So the quiet was now the quiet of womenfolks. As Elnora crossed the back yard toward the kitchen door she remembered how ten years ago at this hour old Bayard, who was her half-brother (though possibly but not probably neither of them knew it, including Bayard’s father), would be tramping up and down the back porch, shouting stableward for the Negro men and for his saddle mare. But he was dead now, and his grandson Bayard was also dead at twenty-six years old, and the Negro men were gone: Simon, Elnora’s mother’s husband, in the graveyard too, and Caspey, Elnora’s husband, in the penitentiary for stealing, and Joby, her son, gone to Memphis to wear fine clothes on Beale Street. So there were left in the house only the first John Sartoris’ sister, Virginia, who was ninety years old and who lived in a wheel chair beside a window above the flower garden, and Narcissa, young Bayard’s widow, and her son.
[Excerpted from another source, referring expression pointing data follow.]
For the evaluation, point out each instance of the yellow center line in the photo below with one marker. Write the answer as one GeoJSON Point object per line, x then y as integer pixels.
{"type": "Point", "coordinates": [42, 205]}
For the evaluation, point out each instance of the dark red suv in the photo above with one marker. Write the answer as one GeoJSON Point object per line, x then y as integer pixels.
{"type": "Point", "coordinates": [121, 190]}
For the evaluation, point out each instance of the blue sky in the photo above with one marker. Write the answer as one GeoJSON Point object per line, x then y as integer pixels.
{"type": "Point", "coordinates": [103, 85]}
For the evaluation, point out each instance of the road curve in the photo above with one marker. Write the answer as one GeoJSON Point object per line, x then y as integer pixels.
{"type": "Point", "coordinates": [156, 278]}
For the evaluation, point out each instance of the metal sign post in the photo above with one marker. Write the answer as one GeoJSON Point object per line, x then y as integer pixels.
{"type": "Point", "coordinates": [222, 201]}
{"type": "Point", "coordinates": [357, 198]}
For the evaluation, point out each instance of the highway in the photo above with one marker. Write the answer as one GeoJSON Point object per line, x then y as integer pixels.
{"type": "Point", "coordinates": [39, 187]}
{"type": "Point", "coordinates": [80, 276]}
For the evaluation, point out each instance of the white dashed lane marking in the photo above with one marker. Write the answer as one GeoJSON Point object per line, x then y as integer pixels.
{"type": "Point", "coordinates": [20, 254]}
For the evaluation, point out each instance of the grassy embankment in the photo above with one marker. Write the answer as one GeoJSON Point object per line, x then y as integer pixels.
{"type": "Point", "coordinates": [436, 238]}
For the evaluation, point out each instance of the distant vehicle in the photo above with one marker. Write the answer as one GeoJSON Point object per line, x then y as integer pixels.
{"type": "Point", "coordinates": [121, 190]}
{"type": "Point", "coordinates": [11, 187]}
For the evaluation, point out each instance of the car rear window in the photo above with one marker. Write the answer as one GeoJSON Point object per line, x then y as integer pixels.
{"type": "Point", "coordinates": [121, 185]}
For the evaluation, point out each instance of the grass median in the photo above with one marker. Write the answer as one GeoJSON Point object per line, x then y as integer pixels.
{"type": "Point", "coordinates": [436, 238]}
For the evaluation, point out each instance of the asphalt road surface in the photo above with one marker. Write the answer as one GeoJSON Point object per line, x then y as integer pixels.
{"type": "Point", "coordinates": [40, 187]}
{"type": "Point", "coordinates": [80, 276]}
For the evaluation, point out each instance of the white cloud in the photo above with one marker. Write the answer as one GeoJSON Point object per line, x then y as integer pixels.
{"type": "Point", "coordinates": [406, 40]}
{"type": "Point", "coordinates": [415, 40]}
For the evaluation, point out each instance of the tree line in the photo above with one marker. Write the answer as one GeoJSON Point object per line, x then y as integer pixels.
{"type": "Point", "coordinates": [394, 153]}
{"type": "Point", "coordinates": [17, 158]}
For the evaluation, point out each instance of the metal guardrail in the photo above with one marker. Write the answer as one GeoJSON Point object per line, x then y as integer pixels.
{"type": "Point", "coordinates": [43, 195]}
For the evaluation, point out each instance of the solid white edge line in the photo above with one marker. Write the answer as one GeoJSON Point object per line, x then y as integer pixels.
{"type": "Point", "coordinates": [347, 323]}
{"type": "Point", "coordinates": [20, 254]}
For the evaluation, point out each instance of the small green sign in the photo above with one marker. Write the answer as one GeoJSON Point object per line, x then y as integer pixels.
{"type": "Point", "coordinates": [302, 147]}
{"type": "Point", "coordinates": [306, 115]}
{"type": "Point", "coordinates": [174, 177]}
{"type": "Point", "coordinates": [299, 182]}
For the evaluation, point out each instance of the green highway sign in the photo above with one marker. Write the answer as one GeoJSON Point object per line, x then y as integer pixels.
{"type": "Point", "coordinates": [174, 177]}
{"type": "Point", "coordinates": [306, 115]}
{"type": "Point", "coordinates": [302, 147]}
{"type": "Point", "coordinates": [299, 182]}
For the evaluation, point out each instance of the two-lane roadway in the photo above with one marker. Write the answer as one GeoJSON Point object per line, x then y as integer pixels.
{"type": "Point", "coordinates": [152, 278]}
Virginia Du Pre had come out to Mississippi in ’69, the last of the Carolina family, bringing with her the clothes in which she stood and a basket containing a few panes of colored glass from a Carolina window and a few flower cuttings and two bottles of port. She had seen her brother die and then her nephew and then her great-nephew and then her two great-great-nephews, and now she lived in the unmanned house with her great-great-nephew’s wife and his son, Benbow, whom she persisted in calling Johnny after his uncle, who was killed in France. And for Negroes there were Elnora who cooked, and her son Isom who tended the grounds, and her daughter Saddie who slept on a cot beside Virginia Du Pre’s bed and tended her as though she were a baby.
But that was all right. “I can take care of her,” Elnora thought, crossing the back yard. “I don’t need no help,” she said aloud, to no one—a tall, coffee-colored woman with a small, high, fine head. “Because it’s a Sartoris job. Cunnel knowed that when he died and tole me to take care of her. Tole me. Not no outsiders from town.” She was thinking of what had caused her to come up to the house an hour before it was necessary. This was that, while busy in her cabin, she had seen Narcissa, young Bayard’s wife, and the ten-year-old boy going down across the pasture in the middle of the afternoon. She had come to her door and watched them—the boy and the big young woman in white going through the hot afternoon, down across the pasture toward the creek. She had not wondered where they were going, nor why, as a white woman would have wondered. But she was half black, and she just watched the white woman with that expression of quiet and grave contempt with which she contemplated or listened to the orders of the wife of the house’s heir even while he was alive. Just as she had listened two days ago when Narcissa had informed her that she was going to Memphis for a day or so and that Elnora would have to take care of the old aunt alone. “Like I ain’t always done it,” Elnora thought. “It’s little you done for anybody since you come out here. We never needed you. Don’t you never think it.” But she didn’t say this. She just thought it, and she helped Narcissa prepare for the trip and watched the carriage roll away toward town and the station without comment. “And you needn’t to come back,” she thought, watching the carriage disappear. But this morning Narcissa had returned, without offering to explain the sudden journey or the sudden return, and in the early afternoon Elnora from her cabin door had watched the woman and the boy go down across the pasture in the hot June sunlight.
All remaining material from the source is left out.